The Big East Coach of the Year Award, along with the rest of the conference's hardware, will be announced Wednesday. Charlie Strong is the favorite to walk away with the honor after leading Louisville to a 10-2 season and a Sugar Bowl berth in his third campaign with the Cardinals. Here, we make our cases for two other coaches who impressed during the 2012 campaign.
Andrea: Syracuse coach Doug Marrone
Charlie Strong and Butch Jones have done fantastic jobs with their respective teams this season.
But neither of them was saddled with a team coming off a losing season.
A team that closed 2011 with five consecutive defeats.
A team picked to finish seventh in the Big East preseason media poll.
A team that faced a nonconference schedule with four games against teams from the Big Ten, SEC and Pac-12.
A team that started the season 2-4.
Syracuse coach Doug Marrone stared down another season that had disappointment written all over it. And yet, he pulled off the shocker of the Big East season -- getting Syracuse into the New Era Pinstripe Bowl and winning a share of the league title.
That makes him every bit as deserving as Strong and Jones when it comes to consideration for Big East Coach of the Year honors.
Let’s go back to Week 8. The Orange were 2-4, ranked No. 7 in the Big East in scoring offense; No. 7 in rushing offense; and tied for last in turnover margin.

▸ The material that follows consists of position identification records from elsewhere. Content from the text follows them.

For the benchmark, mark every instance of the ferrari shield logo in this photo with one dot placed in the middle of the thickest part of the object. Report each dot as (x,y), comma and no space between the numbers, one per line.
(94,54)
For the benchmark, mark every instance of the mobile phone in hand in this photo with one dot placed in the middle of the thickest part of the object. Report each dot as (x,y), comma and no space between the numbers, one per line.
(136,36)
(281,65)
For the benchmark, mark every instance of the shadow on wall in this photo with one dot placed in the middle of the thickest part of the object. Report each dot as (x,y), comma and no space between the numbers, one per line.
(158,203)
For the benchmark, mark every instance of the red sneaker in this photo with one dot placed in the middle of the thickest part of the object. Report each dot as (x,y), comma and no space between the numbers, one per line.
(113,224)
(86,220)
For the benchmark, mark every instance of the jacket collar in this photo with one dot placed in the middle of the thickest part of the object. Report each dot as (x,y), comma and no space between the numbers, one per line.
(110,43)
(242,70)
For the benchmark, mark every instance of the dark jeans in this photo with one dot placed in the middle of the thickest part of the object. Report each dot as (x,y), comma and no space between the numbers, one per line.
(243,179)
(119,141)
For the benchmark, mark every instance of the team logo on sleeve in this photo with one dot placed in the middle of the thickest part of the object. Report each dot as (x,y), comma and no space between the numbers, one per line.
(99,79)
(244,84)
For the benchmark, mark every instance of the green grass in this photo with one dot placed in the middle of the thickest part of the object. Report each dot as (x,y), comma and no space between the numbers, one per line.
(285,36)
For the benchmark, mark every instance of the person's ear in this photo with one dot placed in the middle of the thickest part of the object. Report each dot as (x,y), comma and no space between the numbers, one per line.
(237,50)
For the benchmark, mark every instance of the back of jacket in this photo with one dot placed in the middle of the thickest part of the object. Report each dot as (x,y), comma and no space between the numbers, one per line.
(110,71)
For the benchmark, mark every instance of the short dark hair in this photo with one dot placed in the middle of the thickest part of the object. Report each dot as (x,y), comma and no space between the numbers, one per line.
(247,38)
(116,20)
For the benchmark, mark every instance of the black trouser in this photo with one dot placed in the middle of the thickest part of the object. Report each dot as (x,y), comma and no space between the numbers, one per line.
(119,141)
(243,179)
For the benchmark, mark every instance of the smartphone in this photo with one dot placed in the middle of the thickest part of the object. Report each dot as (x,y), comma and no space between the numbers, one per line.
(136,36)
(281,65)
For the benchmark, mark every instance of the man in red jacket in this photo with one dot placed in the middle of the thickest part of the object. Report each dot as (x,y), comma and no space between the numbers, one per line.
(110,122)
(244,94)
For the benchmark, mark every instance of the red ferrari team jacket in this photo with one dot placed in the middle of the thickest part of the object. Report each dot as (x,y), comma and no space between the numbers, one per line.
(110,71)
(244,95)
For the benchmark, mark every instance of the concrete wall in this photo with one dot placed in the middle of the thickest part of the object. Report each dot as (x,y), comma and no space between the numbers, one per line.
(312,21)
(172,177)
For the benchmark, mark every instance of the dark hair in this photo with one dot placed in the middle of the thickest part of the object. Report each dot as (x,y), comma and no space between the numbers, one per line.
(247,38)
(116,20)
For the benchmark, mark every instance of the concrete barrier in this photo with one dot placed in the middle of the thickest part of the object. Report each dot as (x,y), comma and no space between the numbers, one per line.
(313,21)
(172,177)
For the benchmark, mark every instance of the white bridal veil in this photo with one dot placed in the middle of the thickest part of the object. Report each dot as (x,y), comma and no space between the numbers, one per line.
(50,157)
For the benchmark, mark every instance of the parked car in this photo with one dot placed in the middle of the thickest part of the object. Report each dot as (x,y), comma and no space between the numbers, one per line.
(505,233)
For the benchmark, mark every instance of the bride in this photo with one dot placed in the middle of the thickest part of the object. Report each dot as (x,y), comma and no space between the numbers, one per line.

They were an undisciplined football team, a group that had no consistent rushing attack, and no consistent pass rush. Marrone called himself out when asked pointed questions about why his football team kept stumbling around, repeatedly saying it was his job to get his team better prepared.
Whatever he did worked.
Syracuse ended the season with wins in five of its final six game. That includes a decisive throttling of then-No. 9 Louisville at home, and a huge come-from-behind road victory at Missouri. Most everybody penciled both games in as losses.
But the way the Orange played in both games showed the resiliency that has defined this team during the second half of the season. The Orange reinvented themselves: They stopped turning the ball over. They figured out how to run the ball. And they played much better on the defensive line.
As a result, Syracuse ended the season No. 3 in the league in scoring offense, averaging a touchdown more per game in its final six games. It ended No. 3 in rushing offense, averaging 44 more yards per game on the ground in the final six games. And after going minus-10 in turnover margin through six games, Syracuse finished at minus-1, losing the ball just five times in its final six contests.
Syracuse can call itself Big East champion because of its remarkable turnaround. If that is not worthy of recognition, I am not sure what is.
Matt: Cincinnati coach Butch Jones
There is a reason Jones' name -- and face -- keeps popping up in places from West Lafayette, Ind., to Boulder, Colo. The man is a hot commodity in coaching circles right now, and deservedly so.
His Bearcats have won a share of their fourth Big East title in the past five years. They will face Duke in the Belk Bowl, where they will go for their second consecutive 10-win season.
Yes, Brian Kelly was responsible for two of those conference titles. And yes, Mark Dantonio deserves credit for lifting this program before Kelly.
But look what Jones was faced with after last season, a 10-3 campaign that saw him take home Big East Coach of the Year honors:
No more Isaiah Pead, the 2011 conference offensive player of the year.
No more Derek Wolfe, the 2011 conference defensive player of the year.
No more Zach Collaros, a two-time All-Big East selection and a three-year starter at quarterbaack.
So Jones took a player who rushed for 219 yards last season and turned him into the Big East's leading rusher (George Winn, 1,204 yards).
He dealt with the possibly career-ending injury to end Walter Stewart, whom he had called the best leader he ever coached, and watched the defense rise to No. 2 in the Big East in scoring, allowing 17.2 points per game. (The offense tied for the conference lead in the scoring, at 31 points per game.)
He weathered a potential quarterback controversy delicately, replacing Munchie Legaux with Brendon Kay when the time was right and watching the fifth-year senior lead Cincinnati to a 3-1 mark down the stretch.
Jones had big shoes to fill when taking this job three years ago, evidenced by his predecessor's future date in the national title game with Notre Dame. And that predecessor, Kelly, had big shoes to fill in replacing Dantonio, evidenced by Michigan State's rise as a Big Ten power. (This year's 6-6 campaign notwithstanding.)
Together all three coaches have turned around the culture of a program that just completed its eighth Big East season, having finished in third place or better in five of those years. In the 50 years prior to Dantonio's eight-win 2006 season, Cincinnati had exactly four eight-win campaigns. It has had five since, with Jones responsible for the past two.
Cincinnati fans better hope that Jones has the chance to make this another 10-win season come the Dec. 27 Belk Bowl, and to keep the run going beyond that. Plenty of other schools seem to hope he can do the same for them, as sure a sign as any of the job he has done with the Bearcats.